Wolfgang Pristou plädiert auch für Öffnung der Fuzo für Radfahrer.
NOEN, Fussi

Besonders großer Raum wurde dem Radverkehr eingeräumt. Unter anderem wird die Öffnung der Fußgängerzone für Radfahrer empfohlen. „Ich wäre dafür“, sagte Gemeinderat Wolfgang Pristou (ohne Fraktion).

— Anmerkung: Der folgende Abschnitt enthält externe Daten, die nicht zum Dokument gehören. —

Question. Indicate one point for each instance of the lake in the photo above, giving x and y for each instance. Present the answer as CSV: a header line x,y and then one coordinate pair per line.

Zumindest versuchsweise, „mit Schritttempobegrenzung“. Für diese Bemerkung vergab ihm Vizebürgermeisterin Helga Krismer (Grüne) „ein Klimasternchen“.

„Wenn alle Radfahrer so wie Du fahren, wäre das kein Problem“

Dennoch sei der jetzige Weg in Baden der richtige, mit der Öffnung der Fußgängerzone für Radfahrer nur in der Lieferzeit, zwischen 19 und 10 Uhr. Leopold Habres, Sicherheitssprecher der ÖVP, meinte zu Pristou: „Wenn alle Radfahrer so wie Du fahren, wäre das kein Problem.“ Er wisse aber von Senioren, die sich immer wieder über zu schnell fahrende Radfahrer beschweren. Besser wäre, man schiebe sein Rad durch die Fuzo.

Citybusverkehr soll mit Elektrobussen abgewickelt werden

Aber auch dem ruhenden Verkehr und dem Parkraumproblem wurde im Konzept Platz gewidmet. Dieses Thema müsse nach Vorliegen der Machbarkeitsstudie über die Aufstockung des Parkhauses Römertherme noch diskutiert werden. Interessant ist, dass der eigentlich der Elektromobilität skeptisch gegenüberstehende Wolfgang Pristou die Empfehlung des KfV, den Citybusverkehr mit Elektrobussen abzuwickeln, begrüßt.

Denn die bisherigen Diesel-Autobusse seien oft leer und die Fahrer würden bei laufendem Motor warten. Pristou: „Die Stadt wäre der ideale Einsatzort für E-Fahrzeuge, im Besonderen in Verbindung mit der Badener Bahn, wo die Busse in Fahrpausen über den Fahrdraht der Lokalbahn aufgeladen werden könnten.“ Der einzige Nachteil von E-Bussen sei der höhere Anschaffungspreis.

Stadt wäre der ideale Einsatzort für E-Fahrzeuge

Die Generalüberarbeitung des Verkehrskonzeptes wurde bis auf die drei Enthaltungen durch die Bürgerliste „Wir Badener“ (Christine Witty, Nobert Anton, Jowi Trenner) mehrheitlich angenommen.